The influx would block as much sunlight as the outpourings from three volcanic eruptions a year, and it would last a lot longer. “It takes 200,000 years to cross the cloud,” Pavlov says. The result would be a Snowball Earth. Though Hoffman was initially cool towards Pavlov’s theory, he has quickly come round. “I can’t see anything wrong with this idea,” he says.

If dust did pour into the atmosphere, it might have left increased levels of uranium-235 in rocks. “It’s for geologists now to go and look,” Pavlov says. But Hoffman is not convinced that looking for uranium-235 is the right thing to do. “Uranium isotope ratios are easily altered in carbonate rocks,” he says. He hopes to devise other tests to verify Pavlov’s theory.

In 2002 Schrag and Pavlov independently came up with another possible trigger for Snowball Earth: a fall in levels of the greenhouse gas methane. But Pavlov now says it is difficult to explain how methane levels could have risen again. “I would love it to be true, but it doesn’t work,” he says. Other explanations have also had trouble accounting for the abrupt change necessary to trigger a Snowball Earth.
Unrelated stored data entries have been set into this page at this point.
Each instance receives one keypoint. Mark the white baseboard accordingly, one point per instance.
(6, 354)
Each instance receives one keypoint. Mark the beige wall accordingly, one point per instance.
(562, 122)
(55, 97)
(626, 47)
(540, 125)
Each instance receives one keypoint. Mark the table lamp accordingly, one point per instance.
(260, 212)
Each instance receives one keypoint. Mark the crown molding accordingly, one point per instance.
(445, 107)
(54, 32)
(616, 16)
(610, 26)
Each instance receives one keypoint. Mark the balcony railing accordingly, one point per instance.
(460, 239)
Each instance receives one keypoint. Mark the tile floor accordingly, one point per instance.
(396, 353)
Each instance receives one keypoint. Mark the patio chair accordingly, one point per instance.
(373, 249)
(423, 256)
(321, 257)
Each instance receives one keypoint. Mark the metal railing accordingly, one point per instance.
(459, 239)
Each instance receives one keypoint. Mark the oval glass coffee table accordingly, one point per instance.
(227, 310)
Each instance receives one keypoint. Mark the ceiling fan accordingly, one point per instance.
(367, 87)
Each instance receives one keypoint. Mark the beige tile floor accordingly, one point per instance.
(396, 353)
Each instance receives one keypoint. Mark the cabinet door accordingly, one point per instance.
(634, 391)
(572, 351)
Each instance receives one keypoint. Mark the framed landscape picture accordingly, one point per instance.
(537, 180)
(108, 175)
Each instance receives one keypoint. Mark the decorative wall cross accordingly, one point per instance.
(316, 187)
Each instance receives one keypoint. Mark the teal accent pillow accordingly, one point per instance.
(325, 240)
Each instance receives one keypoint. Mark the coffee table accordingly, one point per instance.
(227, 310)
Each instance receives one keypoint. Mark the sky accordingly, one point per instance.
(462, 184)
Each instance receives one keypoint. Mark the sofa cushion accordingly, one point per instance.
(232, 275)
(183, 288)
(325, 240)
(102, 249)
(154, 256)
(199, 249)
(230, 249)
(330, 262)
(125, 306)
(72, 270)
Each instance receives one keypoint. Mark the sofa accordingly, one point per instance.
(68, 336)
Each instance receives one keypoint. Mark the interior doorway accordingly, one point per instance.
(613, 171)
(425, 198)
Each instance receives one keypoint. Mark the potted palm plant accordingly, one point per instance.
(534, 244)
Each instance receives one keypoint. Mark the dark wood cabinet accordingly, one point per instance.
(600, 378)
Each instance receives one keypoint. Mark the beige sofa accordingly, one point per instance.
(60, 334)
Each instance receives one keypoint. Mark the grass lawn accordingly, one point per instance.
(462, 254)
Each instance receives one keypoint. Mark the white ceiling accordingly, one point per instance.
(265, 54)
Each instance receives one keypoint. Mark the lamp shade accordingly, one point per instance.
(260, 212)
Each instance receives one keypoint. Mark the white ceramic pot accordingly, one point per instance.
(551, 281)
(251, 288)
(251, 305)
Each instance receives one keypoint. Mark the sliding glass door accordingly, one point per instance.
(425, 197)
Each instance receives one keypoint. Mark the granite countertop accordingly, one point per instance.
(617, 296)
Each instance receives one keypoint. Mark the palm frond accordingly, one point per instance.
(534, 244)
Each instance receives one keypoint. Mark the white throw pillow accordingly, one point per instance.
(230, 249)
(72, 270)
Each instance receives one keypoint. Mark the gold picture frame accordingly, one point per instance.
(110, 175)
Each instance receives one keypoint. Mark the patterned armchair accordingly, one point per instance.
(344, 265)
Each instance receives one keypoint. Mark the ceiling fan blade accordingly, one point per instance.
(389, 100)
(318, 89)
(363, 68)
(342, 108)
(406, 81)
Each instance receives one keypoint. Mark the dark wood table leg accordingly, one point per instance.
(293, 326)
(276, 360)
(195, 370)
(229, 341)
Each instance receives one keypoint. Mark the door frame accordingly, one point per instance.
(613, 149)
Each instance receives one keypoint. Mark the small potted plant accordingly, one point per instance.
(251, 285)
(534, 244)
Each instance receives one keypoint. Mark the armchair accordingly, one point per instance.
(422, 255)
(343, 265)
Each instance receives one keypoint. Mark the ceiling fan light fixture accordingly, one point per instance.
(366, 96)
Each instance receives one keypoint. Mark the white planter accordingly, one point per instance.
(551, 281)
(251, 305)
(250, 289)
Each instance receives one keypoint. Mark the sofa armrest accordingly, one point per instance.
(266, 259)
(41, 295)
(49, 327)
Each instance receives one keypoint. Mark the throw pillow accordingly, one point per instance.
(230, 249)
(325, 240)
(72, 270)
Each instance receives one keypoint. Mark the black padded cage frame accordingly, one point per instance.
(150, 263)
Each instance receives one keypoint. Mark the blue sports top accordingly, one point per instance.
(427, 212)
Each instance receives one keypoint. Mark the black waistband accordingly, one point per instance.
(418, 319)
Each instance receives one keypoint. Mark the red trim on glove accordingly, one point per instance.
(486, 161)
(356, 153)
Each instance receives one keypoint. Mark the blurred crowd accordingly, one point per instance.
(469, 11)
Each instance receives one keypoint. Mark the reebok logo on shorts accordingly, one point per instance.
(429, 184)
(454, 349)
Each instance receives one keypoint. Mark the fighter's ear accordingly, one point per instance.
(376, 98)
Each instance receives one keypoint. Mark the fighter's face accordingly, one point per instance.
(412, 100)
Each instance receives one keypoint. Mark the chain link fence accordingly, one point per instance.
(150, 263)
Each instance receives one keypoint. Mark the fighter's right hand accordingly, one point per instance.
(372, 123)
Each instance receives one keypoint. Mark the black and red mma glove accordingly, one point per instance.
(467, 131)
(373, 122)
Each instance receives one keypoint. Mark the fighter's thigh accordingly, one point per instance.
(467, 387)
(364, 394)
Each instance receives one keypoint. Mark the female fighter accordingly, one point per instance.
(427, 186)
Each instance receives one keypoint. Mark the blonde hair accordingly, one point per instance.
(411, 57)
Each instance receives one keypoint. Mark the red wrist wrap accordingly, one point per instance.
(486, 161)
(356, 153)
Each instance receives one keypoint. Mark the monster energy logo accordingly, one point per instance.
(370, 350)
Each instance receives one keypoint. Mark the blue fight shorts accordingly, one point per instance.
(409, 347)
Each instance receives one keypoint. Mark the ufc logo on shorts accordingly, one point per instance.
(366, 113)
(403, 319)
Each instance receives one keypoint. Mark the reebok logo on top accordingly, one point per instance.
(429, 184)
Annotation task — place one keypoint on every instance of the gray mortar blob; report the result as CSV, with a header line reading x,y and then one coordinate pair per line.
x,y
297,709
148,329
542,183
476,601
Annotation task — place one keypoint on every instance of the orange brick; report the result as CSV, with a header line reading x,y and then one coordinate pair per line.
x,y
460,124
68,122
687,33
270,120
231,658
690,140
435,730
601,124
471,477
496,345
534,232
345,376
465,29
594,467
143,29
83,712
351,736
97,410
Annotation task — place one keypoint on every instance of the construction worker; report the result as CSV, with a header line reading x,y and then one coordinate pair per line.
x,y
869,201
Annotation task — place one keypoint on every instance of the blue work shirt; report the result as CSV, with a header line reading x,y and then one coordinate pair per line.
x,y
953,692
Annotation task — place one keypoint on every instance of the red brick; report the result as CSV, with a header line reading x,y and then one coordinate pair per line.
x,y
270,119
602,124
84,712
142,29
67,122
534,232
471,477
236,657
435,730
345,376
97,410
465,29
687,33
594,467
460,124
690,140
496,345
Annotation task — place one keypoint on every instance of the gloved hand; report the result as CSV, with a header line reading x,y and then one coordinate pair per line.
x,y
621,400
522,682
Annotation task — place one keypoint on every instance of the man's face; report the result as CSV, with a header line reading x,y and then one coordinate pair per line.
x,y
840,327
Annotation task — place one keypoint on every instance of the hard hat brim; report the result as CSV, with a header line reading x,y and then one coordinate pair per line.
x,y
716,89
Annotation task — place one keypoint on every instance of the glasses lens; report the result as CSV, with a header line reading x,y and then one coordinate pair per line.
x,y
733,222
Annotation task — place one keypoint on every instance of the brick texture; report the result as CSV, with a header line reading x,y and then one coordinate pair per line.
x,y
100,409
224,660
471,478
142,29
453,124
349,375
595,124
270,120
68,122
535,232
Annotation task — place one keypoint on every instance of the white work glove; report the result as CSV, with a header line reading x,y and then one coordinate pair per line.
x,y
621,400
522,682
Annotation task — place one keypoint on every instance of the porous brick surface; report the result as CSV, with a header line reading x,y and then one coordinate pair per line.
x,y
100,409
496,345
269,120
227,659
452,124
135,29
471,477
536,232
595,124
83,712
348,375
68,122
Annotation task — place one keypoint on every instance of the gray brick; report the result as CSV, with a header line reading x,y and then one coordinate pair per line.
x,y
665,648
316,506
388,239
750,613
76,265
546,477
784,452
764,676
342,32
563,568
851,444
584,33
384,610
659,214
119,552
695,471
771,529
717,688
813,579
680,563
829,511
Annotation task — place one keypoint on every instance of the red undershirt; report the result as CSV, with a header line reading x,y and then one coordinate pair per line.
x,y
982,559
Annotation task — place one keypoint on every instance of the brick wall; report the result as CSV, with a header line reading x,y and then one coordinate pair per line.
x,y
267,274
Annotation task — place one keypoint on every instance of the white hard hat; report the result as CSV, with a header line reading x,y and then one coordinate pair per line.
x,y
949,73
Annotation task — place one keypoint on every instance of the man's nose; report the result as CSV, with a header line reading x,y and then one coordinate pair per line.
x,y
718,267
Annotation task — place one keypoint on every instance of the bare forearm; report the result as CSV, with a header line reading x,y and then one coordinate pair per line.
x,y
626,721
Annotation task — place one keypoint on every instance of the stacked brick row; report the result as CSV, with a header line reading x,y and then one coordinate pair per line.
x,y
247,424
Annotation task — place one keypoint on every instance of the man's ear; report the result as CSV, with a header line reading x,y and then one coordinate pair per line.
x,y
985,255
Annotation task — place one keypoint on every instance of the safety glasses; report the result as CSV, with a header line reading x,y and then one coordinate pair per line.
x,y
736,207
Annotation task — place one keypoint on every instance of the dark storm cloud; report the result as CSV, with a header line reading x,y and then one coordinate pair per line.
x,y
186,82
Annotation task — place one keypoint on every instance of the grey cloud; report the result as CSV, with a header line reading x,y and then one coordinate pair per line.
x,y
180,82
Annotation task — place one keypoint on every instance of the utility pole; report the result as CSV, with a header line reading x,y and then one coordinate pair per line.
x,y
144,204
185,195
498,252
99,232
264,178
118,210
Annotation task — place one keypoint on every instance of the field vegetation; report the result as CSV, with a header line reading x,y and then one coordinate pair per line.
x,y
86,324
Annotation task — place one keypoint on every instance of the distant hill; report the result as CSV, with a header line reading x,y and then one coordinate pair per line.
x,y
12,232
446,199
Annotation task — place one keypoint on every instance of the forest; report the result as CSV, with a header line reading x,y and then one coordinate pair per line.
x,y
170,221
“The influx of dust would block as much sunlight as three volcanic eruptions a year, and it would last a lot longer”

While Earth will rarely encounter galactic clouds dense enough to trigger a global ice age, less dense clouds could also have a serious effect. By compressing the protective solar wind shell surrounding the solar system, they might allow galactic cosmic rays and hydrogen from the cloud to enter the atmosphere. This would destroy the Earth’s ozone layer and allow in ultraviolet-B radiation from the sun that would kill many species (Geophysical Research Letters, vol 82, p 1815).

Our last line of defence against this would be the Earth’s magnetic field, but this vanishes roughly every 200,000 years when the poles reverse. “It’s not as bad as a snowball but it would probably destroy a lot,” Pavlov says.